XHBK-FM/XEBK-AM (95.7 FM and 1340 AM) is a radio station in Nuevo Laredo, Tamaulipas, Mexico, broadcasting to the Laredo Borderplex. It is owned by Gustavo Alonso Cortez Montiel and currently programmed by Radio United with a country music format known as Pure Country 95.7 FM.

==History==
XEBK received its concession on March 10, 1936, though it had gone on the air November 20, 1935. It was owned by Gilberto Guajardo and Juan Manuel Cortés and broadcast on 1000 kHz. Francisco Javier Cortés Delgado became the concessionaire in 1957, and under his leadership, XEBK moved to 1340 and increased power to 500 watts day and 250 at night, later increased to 1,000 watts. In 1994, it became an FM combo, adding XHBK-FM 95.7. Gustavo Alonso Cortez Montiel took over the station in 2006.

On December 1, 2019, the Cortez family took over XHK-FM 90.9 and relocated the La Raza Regional Mexican format there. XHBK relaunched as "BK 95.7 FM" that same day. XHBK then flipped to Exa FM on December 11, 2020.
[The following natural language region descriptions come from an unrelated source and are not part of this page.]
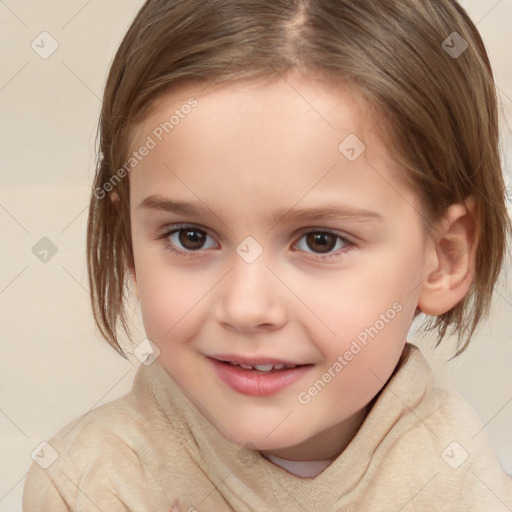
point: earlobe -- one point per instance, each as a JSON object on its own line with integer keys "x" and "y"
{"x": 455, "y": 250}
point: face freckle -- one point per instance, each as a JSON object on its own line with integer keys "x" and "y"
{"x": 299, "y": 244}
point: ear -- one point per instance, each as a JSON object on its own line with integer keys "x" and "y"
{"x": 134, "y": 278}
{"x": 455, "y": 248}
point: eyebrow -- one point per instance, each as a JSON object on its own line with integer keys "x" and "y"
{"x": 159, "y": 203}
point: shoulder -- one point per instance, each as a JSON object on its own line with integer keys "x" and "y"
{"x": 121, "y": 442}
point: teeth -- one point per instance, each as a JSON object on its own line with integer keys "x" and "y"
{"x": 264, "y": 367}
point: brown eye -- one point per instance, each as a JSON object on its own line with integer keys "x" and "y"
{"x": 191, "y": 239}
{"x": 321, "y": 242}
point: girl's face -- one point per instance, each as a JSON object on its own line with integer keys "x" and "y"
{"x": 265, "y": 232}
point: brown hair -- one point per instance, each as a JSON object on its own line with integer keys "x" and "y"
{"x": 440, "y": 109}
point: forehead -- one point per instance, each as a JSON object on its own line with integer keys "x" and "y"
{"x": 275, "y": 142}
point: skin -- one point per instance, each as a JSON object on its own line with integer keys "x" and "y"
{"x": 247, "y": 151}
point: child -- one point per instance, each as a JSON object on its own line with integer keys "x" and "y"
{"x": 287, "y": 185}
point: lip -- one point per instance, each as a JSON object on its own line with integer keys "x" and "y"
{"x": 254, "y": 382}
{"x": 253, "y": 360}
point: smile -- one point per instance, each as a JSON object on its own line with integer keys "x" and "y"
{"x": 258, "y": 379}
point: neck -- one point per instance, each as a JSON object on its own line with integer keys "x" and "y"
{"x": 325, "y": 446}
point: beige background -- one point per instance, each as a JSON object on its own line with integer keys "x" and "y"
{"x": 54, "y": 366}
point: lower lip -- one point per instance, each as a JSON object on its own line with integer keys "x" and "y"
{"x": 256, "y": 383}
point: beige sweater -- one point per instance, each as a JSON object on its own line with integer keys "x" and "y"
{"x": 421, "y": 448}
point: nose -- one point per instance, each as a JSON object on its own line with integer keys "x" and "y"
{"x": 251, "y": 298}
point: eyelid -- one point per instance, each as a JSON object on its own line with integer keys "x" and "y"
{"x": 347, "y": 241}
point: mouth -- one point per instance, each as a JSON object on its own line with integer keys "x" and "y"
{"x": 258, "y": 377}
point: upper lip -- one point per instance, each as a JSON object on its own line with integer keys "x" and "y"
{"x": 254, "y": 360}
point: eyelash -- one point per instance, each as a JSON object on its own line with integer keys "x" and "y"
{"x": 183, "y": 227}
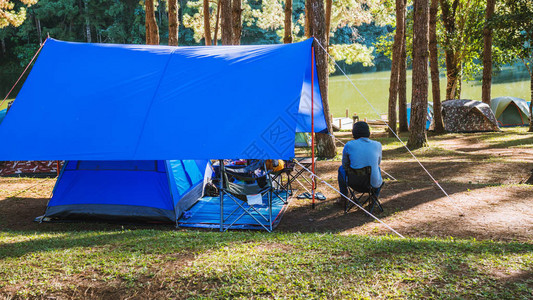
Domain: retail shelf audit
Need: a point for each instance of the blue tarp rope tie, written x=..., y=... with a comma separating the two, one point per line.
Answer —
x=346, y=197
x=23, y=72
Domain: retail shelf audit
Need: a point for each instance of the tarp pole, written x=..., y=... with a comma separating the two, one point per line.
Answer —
x=23, y=72
x=313, y=122
x=221, y=194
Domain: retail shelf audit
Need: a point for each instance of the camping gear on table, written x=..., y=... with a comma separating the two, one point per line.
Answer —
x=468, y=116
x=247, y=191
x=510, y=111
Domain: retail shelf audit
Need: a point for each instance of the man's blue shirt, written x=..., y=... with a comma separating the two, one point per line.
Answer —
x=361, y=153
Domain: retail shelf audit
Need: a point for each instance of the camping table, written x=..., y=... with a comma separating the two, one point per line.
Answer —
x=294, y=173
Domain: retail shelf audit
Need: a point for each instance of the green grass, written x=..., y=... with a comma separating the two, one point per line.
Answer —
x=375, y=87
x=251, y=264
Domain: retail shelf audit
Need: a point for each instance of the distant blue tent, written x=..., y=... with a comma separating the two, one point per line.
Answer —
x=3, y=113
x=429, y=115
x=144, y=190
x=163, y=103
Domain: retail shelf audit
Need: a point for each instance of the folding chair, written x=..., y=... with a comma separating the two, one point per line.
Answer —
x=281, y=185
x=294, y=173
x=238, y=192
x=360, y=190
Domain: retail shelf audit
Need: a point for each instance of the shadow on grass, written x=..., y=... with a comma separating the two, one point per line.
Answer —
x=329, y=216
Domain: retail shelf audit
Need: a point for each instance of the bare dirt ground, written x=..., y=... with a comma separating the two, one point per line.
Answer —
x=483, y=178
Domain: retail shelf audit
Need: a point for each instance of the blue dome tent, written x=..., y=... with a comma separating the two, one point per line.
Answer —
x=158, y=107
x=143, y=190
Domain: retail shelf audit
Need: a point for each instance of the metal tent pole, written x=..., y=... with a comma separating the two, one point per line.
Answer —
x=221, y=194
x=313, y=123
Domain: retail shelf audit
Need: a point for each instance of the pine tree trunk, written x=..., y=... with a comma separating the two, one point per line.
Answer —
x=448, y=19
x=237, y=24
x=38, y=26
x=328, y=20
x=451, y=75
x=173, y=22
x=434, y=67
x=487, y=54
x=287, y=36
x=207, y=23
x=226, y=25
x=307, y=23
x=3, y=45
x=325, y=143
x=87, y=21
x=531, y=102
x=152, y=31
x=417, y=136
x=394, y=78
x=215, y=39
x=402, y=84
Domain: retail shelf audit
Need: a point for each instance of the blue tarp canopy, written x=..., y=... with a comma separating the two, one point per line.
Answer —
x=138, y=102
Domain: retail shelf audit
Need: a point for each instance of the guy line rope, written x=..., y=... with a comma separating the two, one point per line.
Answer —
x=386, y=123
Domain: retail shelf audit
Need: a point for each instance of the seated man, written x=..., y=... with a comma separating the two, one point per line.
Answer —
x=359, y=153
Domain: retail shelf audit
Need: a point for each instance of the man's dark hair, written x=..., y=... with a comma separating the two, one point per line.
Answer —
x=360, y=129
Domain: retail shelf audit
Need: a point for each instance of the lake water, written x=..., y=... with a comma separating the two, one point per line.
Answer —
x=375, y=88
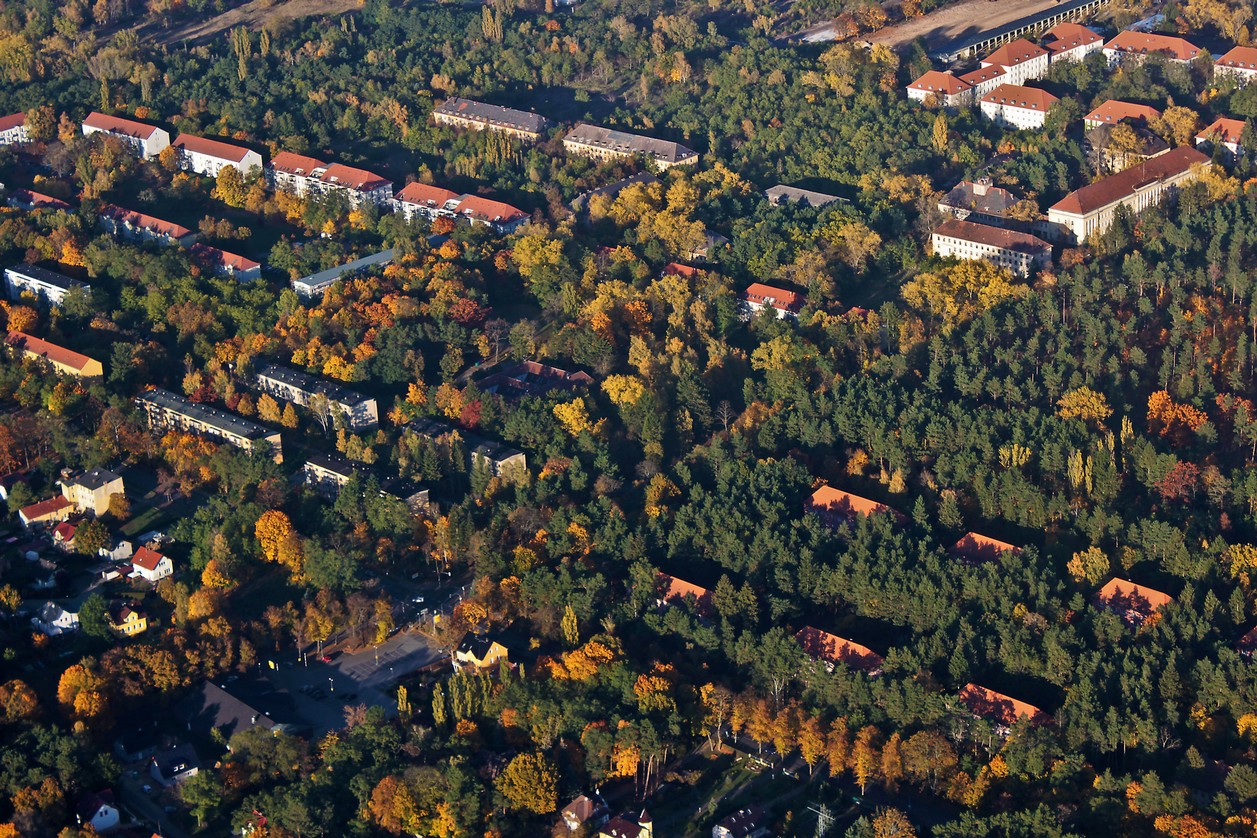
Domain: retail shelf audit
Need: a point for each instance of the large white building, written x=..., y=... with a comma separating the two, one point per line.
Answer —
x=1017, y=107
x=1018, y=251
x=145, y=140
x=209, y=157
x=1091, y=209
x=45, y=284
x=299, y=388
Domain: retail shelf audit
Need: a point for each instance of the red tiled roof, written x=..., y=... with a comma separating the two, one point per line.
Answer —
x=487, y=210
x=1114, y=111
x=1121, y=594
x=998, y=707
x=38, y=346
x=120, y=126
x=211, y=147
x=1241, y=58
x=984, y=234
x=1124, y=184
x=146, y=559
x=1143, y=43
x=1223, y=130
x=355, y=179
x=287, y=161
x=939, y=82
x=145, y=221
x=974, y=545
x=837, y=650
x=827, y=499
x=777, y=298
x=45, y=508
x=1015, y=53
x=1015, y=96
x=428, y=194
x=221, y=258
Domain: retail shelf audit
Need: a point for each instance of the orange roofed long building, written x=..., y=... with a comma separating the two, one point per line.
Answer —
x=63, y=361
x=1131, y=602
x=831, y=648
x=1002, y=710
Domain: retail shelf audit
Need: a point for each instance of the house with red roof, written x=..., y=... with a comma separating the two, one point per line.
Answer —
x=1136, y=45
x=128, y=224
x=1002, y=711
x=1133, y=602
x=1113, y=112
x=13, y=130
x=974, y=548
x=45, y=511
x=1021, y=62
x=151, y=565
x=1070, y=42
x=758, y=297
x=209, y=157
x=940, y=87
x=1224, y=133
x=142, y=138
x=831, y=650
x=1240, y=64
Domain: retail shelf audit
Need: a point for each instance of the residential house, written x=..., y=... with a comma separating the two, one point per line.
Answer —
x=585, y=812
x=1240, y=63
x=128, y=224
x=627, y=826
x=836, y=506
x=1002, y=711
x=751, y=822
x=1021, y=62
x=758, y=297
x=533, y=378
x=317, y=284
x=1091, y=209
x=127, y=620
x=1113, y=112
x=91, y=491
x=1020, y=253
x=54, y=621
x=142, y=138
x=1070, y=42
x=13, y=130
x=151, y=565
x=360, y=412
x=482, y=651
x=209, y=157
x=479, y=116
x=605, y=143
x=65, y=362
x=974, y=548
x=1223, y=133
x=32, y=200
x=1017, y=107
x=169, y=411
x=308, y=176
x=1136, y=45
x=782, y=194
x=45, y=284
x=98, y=810
x=175, y=765
x=831, y=650
x=1134, y=603
x=226, y=264
x=671, y=591
x=943, y=88
x=45, y=513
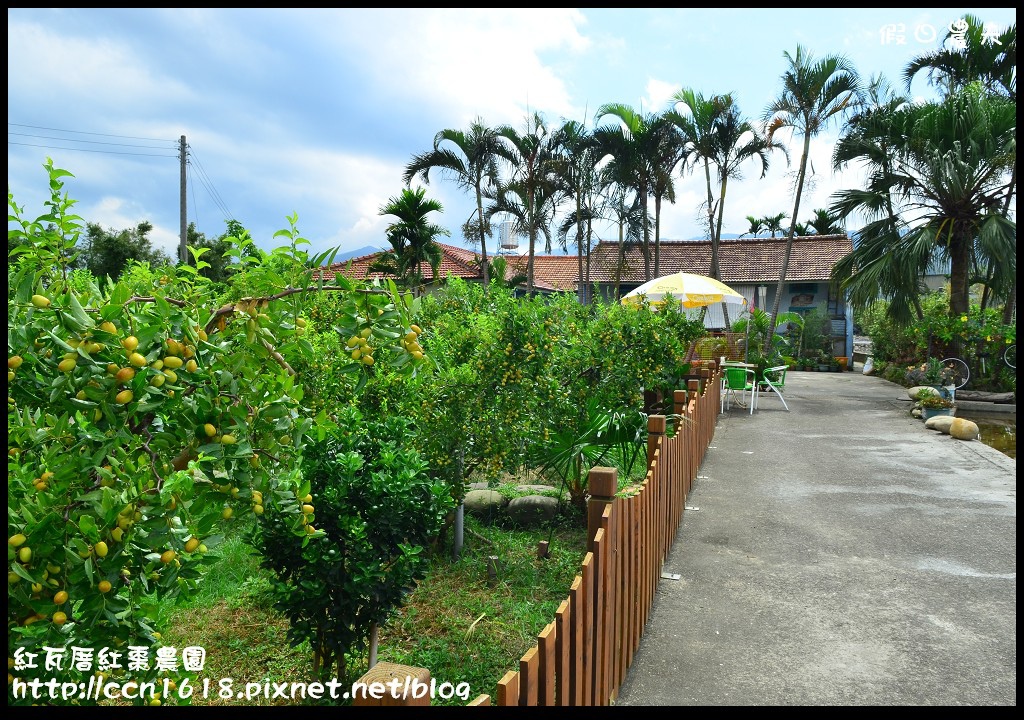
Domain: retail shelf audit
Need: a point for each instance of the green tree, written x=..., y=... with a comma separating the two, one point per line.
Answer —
x=107, y=253
x=470, y=158
x=531, y=194
x=579, y=181
x=946, y=170
x=824, y=222
x=992, y=61
x=143, y=416
x=633, y=144
x=814, y=93
x=734, y=141
x=773, y=223
x=413, y=238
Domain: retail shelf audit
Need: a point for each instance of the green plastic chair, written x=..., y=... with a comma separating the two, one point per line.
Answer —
x=773, y=380
x=741, y=380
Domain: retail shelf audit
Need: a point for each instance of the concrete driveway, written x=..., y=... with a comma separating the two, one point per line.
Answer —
x=838, y=554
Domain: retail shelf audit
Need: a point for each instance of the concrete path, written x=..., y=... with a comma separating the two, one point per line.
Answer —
x=838, y=554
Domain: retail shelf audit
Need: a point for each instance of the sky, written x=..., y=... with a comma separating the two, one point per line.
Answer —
x=315, y=113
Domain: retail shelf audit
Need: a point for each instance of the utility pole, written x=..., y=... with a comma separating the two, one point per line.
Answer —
x=183, y=247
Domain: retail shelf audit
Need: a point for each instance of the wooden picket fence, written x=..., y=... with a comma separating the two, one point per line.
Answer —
x=583, y=655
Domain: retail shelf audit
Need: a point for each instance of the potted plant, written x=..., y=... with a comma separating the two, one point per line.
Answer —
x=933, y=404
x=823, y=362
x=933, y=374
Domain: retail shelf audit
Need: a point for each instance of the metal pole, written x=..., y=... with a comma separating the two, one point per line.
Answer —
x=183, y=247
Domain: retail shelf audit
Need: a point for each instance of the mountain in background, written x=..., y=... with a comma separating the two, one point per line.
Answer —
x=358, y=252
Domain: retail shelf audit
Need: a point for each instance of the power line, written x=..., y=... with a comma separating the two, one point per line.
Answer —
x=71, y=139
x=86, y=150
x=100, y=134
x=208, y=183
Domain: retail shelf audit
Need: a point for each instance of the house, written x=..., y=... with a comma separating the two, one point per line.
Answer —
x=551, y=272
x=751, y=266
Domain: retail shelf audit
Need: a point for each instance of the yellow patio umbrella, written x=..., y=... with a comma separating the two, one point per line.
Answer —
x=689, y=289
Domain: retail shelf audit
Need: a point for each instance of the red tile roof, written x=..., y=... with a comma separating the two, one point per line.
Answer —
x=748, y=260
x=551, y=272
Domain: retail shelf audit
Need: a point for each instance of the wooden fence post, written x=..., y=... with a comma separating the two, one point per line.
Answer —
x=602, y=483
x=655, y=428
x=379, y=686
x=678, y=406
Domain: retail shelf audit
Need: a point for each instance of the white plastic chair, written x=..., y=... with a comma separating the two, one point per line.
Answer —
x=773, y=380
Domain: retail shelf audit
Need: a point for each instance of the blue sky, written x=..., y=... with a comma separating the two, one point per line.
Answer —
x=317, y=112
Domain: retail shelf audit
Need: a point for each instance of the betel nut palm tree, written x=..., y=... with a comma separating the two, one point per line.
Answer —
x=470, y=158
x=945, y=172
x=413, y=238
x=633, y=146
x=814, y=93
x=531, y=194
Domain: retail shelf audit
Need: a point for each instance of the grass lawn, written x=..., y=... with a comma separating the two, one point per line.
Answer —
x=458, y=623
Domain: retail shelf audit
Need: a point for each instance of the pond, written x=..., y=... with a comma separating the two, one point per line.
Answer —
x=997, y=431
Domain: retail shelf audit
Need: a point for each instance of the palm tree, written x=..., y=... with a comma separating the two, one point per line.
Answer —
x=628, y=216
x=470, y=158
x=697, y=129
x=993, y=62
x=946, y=173
x=413, y=238
x=531, y=194
x=814, y=93
x=773, y=223
x=757, y=225
x=824, y=222
x=579, y=182
x=978, y=59
x=633, y=145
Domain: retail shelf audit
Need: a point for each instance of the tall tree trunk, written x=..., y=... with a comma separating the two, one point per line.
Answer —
x=1008, y=308
x=960, y=258
x=483, y=241
x=657, y=236
x=622, y=262
x=716, y=242
x=788, y=239
x=646, y=235
x=590, y=229
x=581, y=288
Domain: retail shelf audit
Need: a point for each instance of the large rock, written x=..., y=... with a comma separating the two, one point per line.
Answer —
x=484, y=503
x=531, y=510
x=940, y=423
x=537, y=490
x=965, y=429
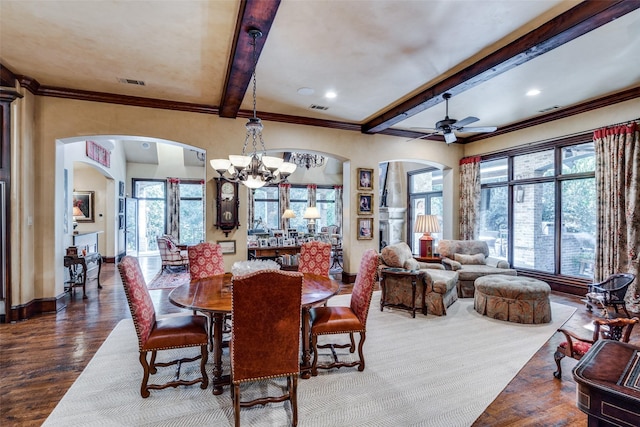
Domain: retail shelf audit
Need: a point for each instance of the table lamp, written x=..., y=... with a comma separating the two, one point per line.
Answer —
x=311, y=214
x=426, y=224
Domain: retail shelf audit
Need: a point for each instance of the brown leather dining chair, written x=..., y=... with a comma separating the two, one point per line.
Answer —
x=161, y=334
x=265, y=335
x=576, y=347
x=346, y=320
On January 1, 2023, Radio United, which operates KQUR, KBDR, and KNEX in Laredo, Texas, began operating the station with a country music format known as Pure Country 95.7. The concession was transferred from Gustavo Alonso Cortez Montiel to Televisión y Sistemas, S.A. de C.V., a company jointly owned by the Bichara family and subsidiaries of Multimedios Radio.